‘How can Lok Ayukta have powers that High Court does not have?’: State govt asks Governor


Governor Arif Mohammad Khan, Chief Minister Pinarayi Vijayan, Opposition Leader VD Satheesan

Thiruvananthapuram: Amid the row over ordinance pushed by the state government for amending the Kerala Lok Ayukta Act, the details furnished by the government in response to the explanation sought by Governor Arif Mohammad Khan have come out. Notably, the explanation from the state government put forth a question: ‘How can Lokayukta have powers that High Court does not have?’. The explanation also cites various court orders justifying the state government’s proposal. With this response, the Governor will be in a position to initiate procedures that will decide the future of the ordinance.

The state government pointed out that Lokayukta cannot end the validity of the Cabinet appointed by the Governor.

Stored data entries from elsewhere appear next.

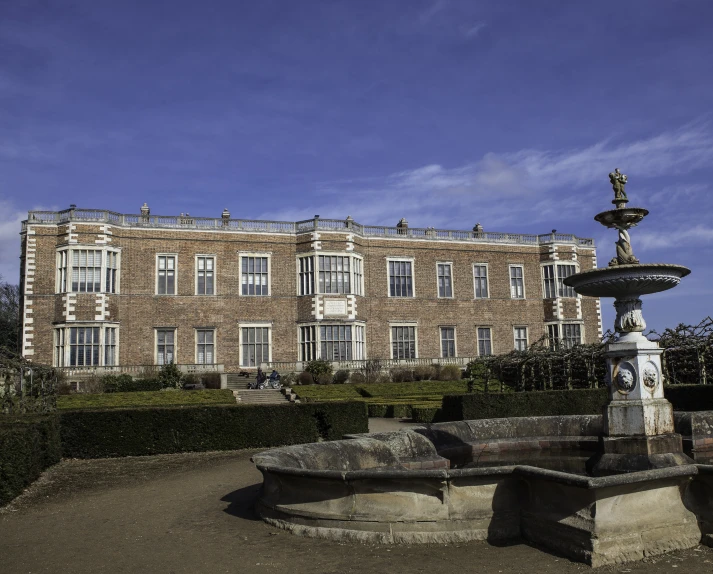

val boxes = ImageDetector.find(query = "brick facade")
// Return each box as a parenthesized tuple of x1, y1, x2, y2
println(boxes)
(19, 209, 601, 374)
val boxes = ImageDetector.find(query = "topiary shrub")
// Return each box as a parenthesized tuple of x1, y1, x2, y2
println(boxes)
(375, 373, 392, 384)
(201, 372, 222, 389)
(413, 365, 436, 381)
(391, 368, 414, 383)
(298, 372, 314, 385)
(439, 365, 462, 381)
(81, 376, 104, 394)
(305, 359, 333, 381)
(333, 370, 350, 384)
(317, 373, 333, 385)
(158, 362, 183, 389)
(281, 372, 297, 386)
(349, 372, 366, 385)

To justify this the state government cited the verdict in K.C. Chandy vs R. Balakrishna Pillai case on 19 August 1985 (AIR 1986 Ker 116).

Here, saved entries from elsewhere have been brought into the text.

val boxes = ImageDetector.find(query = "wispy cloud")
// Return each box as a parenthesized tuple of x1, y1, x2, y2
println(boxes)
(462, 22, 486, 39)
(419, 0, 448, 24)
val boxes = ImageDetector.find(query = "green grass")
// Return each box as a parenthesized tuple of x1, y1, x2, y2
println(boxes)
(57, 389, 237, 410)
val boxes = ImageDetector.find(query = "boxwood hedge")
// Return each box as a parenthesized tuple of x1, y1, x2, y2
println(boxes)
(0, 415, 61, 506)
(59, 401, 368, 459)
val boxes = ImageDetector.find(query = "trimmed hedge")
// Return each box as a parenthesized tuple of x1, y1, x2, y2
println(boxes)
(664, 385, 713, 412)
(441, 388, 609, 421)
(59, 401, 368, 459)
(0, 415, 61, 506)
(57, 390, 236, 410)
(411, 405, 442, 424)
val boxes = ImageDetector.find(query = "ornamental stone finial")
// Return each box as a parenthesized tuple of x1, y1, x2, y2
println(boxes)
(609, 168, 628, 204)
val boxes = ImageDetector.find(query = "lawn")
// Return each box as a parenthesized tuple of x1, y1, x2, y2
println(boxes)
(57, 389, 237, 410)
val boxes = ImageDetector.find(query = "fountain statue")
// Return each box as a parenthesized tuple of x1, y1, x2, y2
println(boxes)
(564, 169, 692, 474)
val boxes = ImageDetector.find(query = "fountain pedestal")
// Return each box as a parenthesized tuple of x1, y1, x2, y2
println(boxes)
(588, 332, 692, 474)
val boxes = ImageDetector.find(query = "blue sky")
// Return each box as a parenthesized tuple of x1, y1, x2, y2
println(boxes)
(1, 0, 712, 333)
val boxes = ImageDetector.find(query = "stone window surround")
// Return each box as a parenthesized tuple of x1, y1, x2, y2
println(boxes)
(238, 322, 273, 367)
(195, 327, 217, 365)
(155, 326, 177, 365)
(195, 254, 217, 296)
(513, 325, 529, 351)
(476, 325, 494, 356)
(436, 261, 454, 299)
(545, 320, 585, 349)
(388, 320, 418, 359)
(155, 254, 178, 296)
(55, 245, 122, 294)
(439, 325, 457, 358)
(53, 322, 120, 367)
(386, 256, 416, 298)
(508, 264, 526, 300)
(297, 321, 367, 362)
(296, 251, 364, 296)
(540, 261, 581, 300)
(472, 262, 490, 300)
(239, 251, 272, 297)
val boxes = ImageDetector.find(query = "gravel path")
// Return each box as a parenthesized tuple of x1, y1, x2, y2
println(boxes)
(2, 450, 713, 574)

The Governor sought an explanation from the state government based on the appeal raised by the Opposition leader VD Satheesan. In his appeal, Satheesan argued that the High Court has the constitutional authority to ask a public servant to quit by issuing the Writ of Quo Warranto. The state government cited K.C. Chandy vs R. Balakrishna Pillai case(AIR 1986 Ker 116) while countering this argument. The rebuttal cites the court’s observation that the Writ of Quo Warranto will not stand valid. Referring the same, the state government has batted that if High Court does not have the powers then how does Lok Ayukta exercise that.

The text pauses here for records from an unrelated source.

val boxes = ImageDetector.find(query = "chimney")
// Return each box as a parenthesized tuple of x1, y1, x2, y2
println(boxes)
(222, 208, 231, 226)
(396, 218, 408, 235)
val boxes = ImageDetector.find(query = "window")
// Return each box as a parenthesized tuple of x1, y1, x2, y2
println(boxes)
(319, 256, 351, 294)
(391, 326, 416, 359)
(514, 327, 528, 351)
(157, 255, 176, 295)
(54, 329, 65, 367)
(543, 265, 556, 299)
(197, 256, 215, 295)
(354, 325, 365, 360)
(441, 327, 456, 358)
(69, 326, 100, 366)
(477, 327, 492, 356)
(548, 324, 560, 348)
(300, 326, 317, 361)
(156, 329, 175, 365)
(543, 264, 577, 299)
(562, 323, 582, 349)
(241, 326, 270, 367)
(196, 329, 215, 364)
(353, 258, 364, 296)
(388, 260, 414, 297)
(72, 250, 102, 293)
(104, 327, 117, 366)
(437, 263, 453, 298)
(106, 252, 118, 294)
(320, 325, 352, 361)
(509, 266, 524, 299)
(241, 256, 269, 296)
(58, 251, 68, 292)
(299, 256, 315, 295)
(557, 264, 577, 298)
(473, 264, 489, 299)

Earlier, the CPI(M)-led LDF government justified its decision to amend the Lok Ayukta Act, saying the move was to ensure natural justice and make it more in accordance with the Constitution, Lokpal and similar legislations in other states. State Minister for Law, P Rajeev had said the move to promulgate an ordinance was not a sudden decision as alleged by the opposition but the process began last April during the tenure of the previous government. He also said the government considered the suggestion for new legislation in view of two High Court verdicts saying the Lok Ayukta does not have mandatory jurisdiction but only recommendatory jurisdiction. The Advocate General (AG) also gave a legal opinion that Section 14 of the Act was in violation of articles 163,164 of the constitution and suggested amendment to make it more in accordance with the existing laws in the country, he added.